Bis dahin war Debbie Harry noch einigermaßen auskunftsfreudig, wie man bei
der Ausstrahlung feststellen konnte. Am Dienstagabend, bei der
ausverkauften Lesung aus ihrer Autobiografie „Face It“ in der Hamburger
Fabrik, ist jedoch die Luft raus. Harry, mit 74 genauso großartig aussehend
wie früher – stolzes Puppengesicht unter strohblonder Mähne, „Stop fucking
the planet“-Stola, Plateausneakers –, sitzt auf der Bühne zwischen
Moderator Thorsten Groß und Mieze, Sängerin der Berliner Popband Mia, und
ist maulfaul.
Ob sie sich langweilt, weil die Lesung mit einer von Mieze auf Deutsch
vorgetragenen Passage beginnt? Ob sie Freund und Ex-Bandkollege [1][Chris
Stein] vermisst, der die Promotour vorzeitig abgebrochen hatte? Oder ob sie
einfach keine Lust hat, mit einem Mann über den Sexappeal und Feminismus
von Blondie zu sprechen – man weiß es nicht.
## Nicht nur hübsche Deko
Groß kriegt kaum etwas heraus aus ihr, dabei hat Harry in ihrem mit
persönlichen Fotos und Porträts ausgestatteten Buch abendfüllend ihr Leben
abgehandelt: Von der Mutter und Adoptivmutter schreibt sie, vom Aufbruch
nach New York, den Begegnungen mit den Kunsthelden der 1970er, dem
Lower-East-Side-Leben zwischen Nachtschichten als Kellnerin und dem Wunsch,
selbst auf der Bühne zu stehen, nicht nur hübsche Deko zu sein. Vom Erfolg.

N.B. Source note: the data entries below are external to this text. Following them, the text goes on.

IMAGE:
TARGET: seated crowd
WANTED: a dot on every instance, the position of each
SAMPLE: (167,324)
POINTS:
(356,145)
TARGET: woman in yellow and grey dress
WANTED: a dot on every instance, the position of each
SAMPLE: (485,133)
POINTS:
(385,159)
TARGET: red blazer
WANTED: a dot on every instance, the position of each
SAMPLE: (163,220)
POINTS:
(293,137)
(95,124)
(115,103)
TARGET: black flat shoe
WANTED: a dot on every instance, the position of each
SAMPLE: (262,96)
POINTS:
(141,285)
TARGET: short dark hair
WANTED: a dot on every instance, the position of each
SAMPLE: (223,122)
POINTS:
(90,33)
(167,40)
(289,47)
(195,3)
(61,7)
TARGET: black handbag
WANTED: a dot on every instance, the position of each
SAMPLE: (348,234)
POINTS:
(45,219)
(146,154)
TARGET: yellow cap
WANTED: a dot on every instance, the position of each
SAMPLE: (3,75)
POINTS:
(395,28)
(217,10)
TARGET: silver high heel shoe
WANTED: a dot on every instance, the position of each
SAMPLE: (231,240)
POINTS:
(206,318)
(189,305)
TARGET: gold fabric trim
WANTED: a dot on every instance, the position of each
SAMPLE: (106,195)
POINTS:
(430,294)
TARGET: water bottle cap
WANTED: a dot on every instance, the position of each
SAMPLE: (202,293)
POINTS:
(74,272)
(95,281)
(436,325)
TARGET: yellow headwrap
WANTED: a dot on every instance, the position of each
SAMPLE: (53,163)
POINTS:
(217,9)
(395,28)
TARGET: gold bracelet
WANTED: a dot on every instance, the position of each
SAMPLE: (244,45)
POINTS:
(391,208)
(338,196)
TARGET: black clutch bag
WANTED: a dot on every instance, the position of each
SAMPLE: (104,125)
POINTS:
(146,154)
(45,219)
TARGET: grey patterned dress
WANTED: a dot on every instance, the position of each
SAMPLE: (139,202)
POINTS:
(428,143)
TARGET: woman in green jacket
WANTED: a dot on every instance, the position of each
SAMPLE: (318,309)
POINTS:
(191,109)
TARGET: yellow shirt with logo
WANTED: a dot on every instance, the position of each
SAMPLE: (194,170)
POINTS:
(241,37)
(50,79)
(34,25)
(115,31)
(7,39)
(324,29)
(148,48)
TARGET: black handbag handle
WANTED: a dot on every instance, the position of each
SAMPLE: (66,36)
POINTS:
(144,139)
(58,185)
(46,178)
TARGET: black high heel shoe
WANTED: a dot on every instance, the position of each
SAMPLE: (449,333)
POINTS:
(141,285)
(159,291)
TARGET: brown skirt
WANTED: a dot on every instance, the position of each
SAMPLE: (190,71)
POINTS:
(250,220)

Jene Diskrepanz, die Blondie stets innewohnte – auf der einen Seite
weibliches Empowerment mit sexpositiver [2][Punk-Attitude], „sogar als
Pin-up war ich Punk“, schreibt sie; auf der anderen Seite ebenjene
Pin-up-Außenwahrnehmung, jene auf sie projizierte (männliche) Lust –, ist
Teil ihres Glow. Am Dienstagabend schnurrt das Thema jedoch zusammen zu
einem wiederum von der Gastleserin auf Deutsch vorgetragenen Kapitel, in
dem Harry von David Bowies Schwanz redet.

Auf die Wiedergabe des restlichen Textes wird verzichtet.